Skip to main content

ChromaDB VectorStore plugin for refinire-rag

Project description

refinire-rag-chroma

ChromaDB VectorStore plugin for refinire-rag, providing seamless integration with ChromaDB for vector storage and similarity search.

Features

  • Zero Configuration: Works out of the box with sensible defaults
  • Environment Variable Configuration: Configure via REFINIRE_RAG_CHROMA_* environment variables
  • Full refinire-rag v0.1.1+ Compatibility: Implements the complete VectorStore interface
  • DocumentProcessor Integration: Supports refinire-rag processing pipelines
  • Persistent and In-Memory Storage: Choose between persistent disk storage or in-memory
  • Multiple Distance Metrics: Support for cosine, L2, and inner product distance
  • Production Ready: Comprehensive error handling, logging, and validation

Quick Start

Zero Configuration Usage

from refinire_rag_chroma import ChromaVectorStore

# Works immediately with default settings
vector_store = ChromaVectorStore()

# Add documents (requires embedder)
vector_store.set_embedder(your_embedder)
processed_docs = list(vector_store.process(documents))

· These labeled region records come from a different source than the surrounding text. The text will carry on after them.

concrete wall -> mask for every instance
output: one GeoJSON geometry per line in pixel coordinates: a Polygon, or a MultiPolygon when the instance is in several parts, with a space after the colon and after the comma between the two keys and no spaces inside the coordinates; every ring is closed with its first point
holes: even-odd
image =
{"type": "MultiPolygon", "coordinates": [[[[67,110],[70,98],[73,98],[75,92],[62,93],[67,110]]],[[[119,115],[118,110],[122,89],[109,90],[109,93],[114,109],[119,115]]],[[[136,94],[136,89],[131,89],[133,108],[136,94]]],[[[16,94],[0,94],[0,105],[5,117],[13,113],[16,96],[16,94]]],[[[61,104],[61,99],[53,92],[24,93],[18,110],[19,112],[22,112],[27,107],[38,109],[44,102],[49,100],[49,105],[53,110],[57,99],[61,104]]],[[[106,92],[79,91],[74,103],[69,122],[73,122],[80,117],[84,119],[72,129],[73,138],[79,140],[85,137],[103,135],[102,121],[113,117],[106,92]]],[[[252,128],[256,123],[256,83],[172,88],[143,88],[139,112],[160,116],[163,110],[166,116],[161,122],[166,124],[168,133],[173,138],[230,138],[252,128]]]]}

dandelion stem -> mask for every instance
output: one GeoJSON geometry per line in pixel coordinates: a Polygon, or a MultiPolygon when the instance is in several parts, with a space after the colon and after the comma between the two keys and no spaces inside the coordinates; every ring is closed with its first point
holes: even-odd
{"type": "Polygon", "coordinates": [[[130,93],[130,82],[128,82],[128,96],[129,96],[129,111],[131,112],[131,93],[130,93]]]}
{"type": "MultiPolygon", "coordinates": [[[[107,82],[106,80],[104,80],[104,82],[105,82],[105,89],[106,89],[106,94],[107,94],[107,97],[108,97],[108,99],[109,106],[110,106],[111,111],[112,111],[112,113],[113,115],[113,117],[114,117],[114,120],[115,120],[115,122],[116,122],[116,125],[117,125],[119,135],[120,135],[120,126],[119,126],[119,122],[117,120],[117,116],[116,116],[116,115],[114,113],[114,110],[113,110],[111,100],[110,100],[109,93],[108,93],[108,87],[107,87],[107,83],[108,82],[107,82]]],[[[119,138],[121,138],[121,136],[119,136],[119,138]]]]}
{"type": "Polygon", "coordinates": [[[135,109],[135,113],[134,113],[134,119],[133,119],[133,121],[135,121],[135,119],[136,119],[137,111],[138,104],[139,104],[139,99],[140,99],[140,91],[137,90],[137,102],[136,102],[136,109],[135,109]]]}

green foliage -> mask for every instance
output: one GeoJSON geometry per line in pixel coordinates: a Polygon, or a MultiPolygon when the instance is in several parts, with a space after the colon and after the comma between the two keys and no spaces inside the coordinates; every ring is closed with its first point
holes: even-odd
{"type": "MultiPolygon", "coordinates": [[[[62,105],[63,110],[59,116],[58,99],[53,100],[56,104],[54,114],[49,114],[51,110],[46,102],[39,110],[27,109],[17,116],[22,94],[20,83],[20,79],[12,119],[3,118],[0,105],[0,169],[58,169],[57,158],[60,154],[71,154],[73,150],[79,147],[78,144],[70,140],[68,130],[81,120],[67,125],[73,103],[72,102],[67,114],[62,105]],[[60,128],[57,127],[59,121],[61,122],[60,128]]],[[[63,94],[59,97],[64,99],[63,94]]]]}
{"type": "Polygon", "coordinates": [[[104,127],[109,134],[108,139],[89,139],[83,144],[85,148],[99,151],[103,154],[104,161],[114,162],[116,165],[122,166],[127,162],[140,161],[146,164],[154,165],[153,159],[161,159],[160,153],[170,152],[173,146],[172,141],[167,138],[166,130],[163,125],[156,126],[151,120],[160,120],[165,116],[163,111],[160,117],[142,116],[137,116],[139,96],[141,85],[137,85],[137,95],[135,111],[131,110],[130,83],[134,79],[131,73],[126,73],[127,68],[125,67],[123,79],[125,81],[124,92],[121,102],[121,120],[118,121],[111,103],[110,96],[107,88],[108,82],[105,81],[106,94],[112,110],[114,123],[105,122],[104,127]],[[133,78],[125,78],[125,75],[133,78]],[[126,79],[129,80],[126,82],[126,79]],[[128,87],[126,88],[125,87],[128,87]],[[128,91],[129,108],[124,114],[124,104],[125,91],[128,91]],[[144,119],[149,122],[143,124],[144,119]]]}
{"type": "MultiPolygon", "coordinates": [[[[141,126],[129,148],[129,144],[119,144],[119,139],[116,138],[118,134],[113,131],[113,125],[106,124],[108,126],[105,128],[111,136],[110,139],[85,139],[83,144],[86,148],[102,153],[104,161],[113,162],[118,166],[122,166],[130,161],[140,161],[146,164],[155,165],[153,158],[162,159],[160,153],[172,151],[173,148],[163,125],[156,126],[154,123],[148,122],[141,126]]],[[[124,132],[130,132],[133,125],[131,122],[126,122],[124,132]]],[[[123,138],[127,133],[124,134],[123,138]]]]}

Environment Variable Configuration

# Set environment variables
export REFINIRE_RAG_CHROMA_COLLECTION_NAME="my_documents"
export REFINIRE_RAG_CHROMA_PERSIST_DIRECTORY="/data/chroma"
export REFINIRE_RAG_CHROMA_DISTANCE_METRIC="cosine"
from refinire_rag_chroma import ChromaVectorStore

# Automatically uses environment variables
vector_store = ChromaVectorStore()

Installation

pip install refinire-rag-chroma

Or with uv:

uv add refinire-rag-chroma

Configuration

Environment Variables

Variable Default Description
REFINIRE_RAG_CHROMA_COLLECTION_NAME "refinire_documents" Collection name
REFINIRE_RAG_CHROMA_PERSIST_DIRECTORY None Storage directory (None = in-memory)
REFINIRE_RAG_CHROMA_DISTANCE_METRIC "cosine" Distance metric ("cosine", "l2", "ip")
REFINIRE_RAG_CHROMA_BATCH_SIZE 100 Batch size for operations
REFINIRE_RAG_CHROMA_MAX_RETRIES 3 Maximum retry attempts
REFINIRE_RAG_CHROMA_AUTO_CREATE_COLLECTION "true" Auto-create collection
REFINIRE_RAG_CHROMA_AUTO_CLEAR_ON_INIT "false" Clear on initialization

Parameter-based Configuration

from refinire_rag_chroma import ChromaVectorStore

# Override specific settings with parameters
vector_store = ChromaVectorStore(
    collection_name="custom_collection",
    persist_directory="/path/to/storage",
    distance_metric="l2"
)

Usage Examples

Basic Vector Operations

import numpy as np
from refinire_rag_chroma import ChromaVectorStore
from refinire_rag.storage import VectorEntry

vector_store = ChromaVectorStore()

# Add a vector
entry = VectorEntry(
    document_id="doc1",
    content="Sample document",
    embedding=np.array([0.1, 0.2, 0.3, 0.4, 0.5]),
    metadata={"source": "example"}
)
vector_store.add_vector(entry)

# Search similar vectors
query_vector = np.array([0.1, 0.2, 0.3, 0.4, 0.5])
results = vector_store.search_similar(query_vector, limit=10)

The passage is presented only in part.